While businesses around the world are entering into the "Agility Era", Asian businesses seem to be a little less vigorous about it.
Since the time “agility” has become a buzzword, businesses around the globe are waking up to its benefits and need in the workplaces. Often we see the term “agility” taking rounds on social media, but how much have we known about it?
What is agility, and how does it matter in business?
Business agility can be defined as an ability to respond rapidly to the changes in an internal and external environment without losing momentum or vision for it, according to Paul Rehmet, the author at Agility.
While businesses around the world are entering into the “Agility Era”, Asian businesses seem to be a little less vigorous about it.
A latest workplace agility barometer report titled as “Agility + Ability – to enable business growth” says, “Two in three businesses in the Asia-Pacific are not quick enough to redesign the workforce to meet urgent business needs.”
With a lot of workplace disruptions taking place, Asian companies need to have an agile environment, which allows an organisation to respond to change quickly and efficiently.
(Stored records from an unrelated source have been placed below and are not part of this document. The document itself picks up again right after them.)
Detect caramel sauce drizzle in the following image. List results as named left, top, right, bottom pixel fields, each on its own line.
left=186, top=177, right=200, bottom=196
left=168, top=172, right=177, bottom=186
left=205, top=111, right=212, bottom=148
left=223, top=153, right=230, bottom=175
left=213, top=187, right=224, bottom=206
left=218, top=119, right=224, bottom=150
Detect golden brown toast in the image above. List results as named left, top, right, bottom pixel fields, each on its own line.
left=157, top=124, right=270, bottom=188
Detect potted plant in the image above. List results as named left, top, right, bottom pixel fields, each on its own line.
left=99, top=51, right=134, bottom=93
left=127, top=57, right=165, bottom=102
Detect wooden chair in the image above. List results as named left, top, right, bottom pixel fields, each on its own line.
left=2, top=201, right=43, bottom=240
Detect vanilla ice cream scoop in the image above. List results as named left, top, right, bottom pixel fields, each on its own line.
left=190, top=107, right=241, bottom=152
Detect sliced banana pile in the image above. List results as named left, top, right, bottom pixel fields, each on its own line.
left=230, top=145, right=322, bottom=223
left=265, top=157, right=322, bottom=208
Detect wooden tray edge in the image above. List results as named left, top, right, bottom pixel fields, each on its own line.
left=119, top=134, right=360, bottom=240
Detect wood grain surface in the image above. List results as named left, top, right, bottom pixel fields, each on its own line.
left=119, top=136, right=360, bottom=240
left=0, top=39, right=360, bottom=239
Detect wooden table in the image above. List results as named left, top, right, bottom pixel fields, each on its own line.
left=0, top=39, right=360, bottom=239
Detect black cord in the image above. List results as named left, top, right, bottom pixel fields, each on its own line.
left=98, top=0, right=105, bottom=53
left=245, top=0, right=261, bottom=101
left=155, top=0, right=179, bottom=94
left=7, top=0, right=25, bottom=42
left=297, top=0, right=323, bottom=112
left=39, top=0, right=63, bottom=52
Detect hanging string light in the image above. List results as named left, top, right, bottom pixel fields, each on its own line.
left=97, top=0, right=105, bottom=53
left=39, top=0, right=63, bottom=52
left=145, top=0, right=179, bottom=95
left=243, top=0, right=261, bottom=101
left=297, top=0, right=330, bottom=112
The report underscores three important trends that define why agility is an urgent need in the Asia-Pacific region,
Lack of Understanding in HRs to Enable Agility
The HR department has a big role to play when it comes to enabling agility in human resources of companies. The reforms in the organisation come with a responsive behaviour of HRs that allows the business to climb a rapid growth. With so many external changes taking place in an organisation, it’s the core responsibility of the HR department to be quick with decisions. The study found that while HR departments are capable of hiring key roles within a short span of time, a lot can be done to provide strategic insights. Only 31 per cent of C-suite leaders in the region believe that their HR function is capable of providing strategic workforce insights, which is much lesser from last year’s 37 per cent.
The report suggests that the HRs need to think beyond the traditional methods of recruiting, training and development of employees, to become a change agent. They should rather lead the change through effective business partnerships.
The Contingent Workforce Continues to Grow
The report found that the contingent workforce in Asia is growing profusely. It found that the average tenures of permanent workers are getting shorter with half of an organisation’s workforce staying for fewer than three years.
The April KellyOCG report also confirms a rise in gig economy. “Three out of four free agents choose a free agency for positive reasons. 97 per cent of businesses using free agents report overall satisfaction,” says 2 April report of this year.
The KellyOCG report notes that the organisation must stay focused on maintaining a balance between contingent and permanent workforce as it affects the organisation’s discipline and devotion.
Changing Worker Preferences
The report finds that most C-suite level executives want to work on their own terms. It says that the current workforce at C-suite level is the most multi-generational workforce ever as it not just includes Gen X or Y but also Z.
“As automation gathers pace, re-skilling, retraining and redeploying employees to perform more analytical and higher-value jobs must take place in early stages of adoption of new technology,” says Peter Hamilton, KellyOCG Asia-Pacific’s vice president and regional director in the report.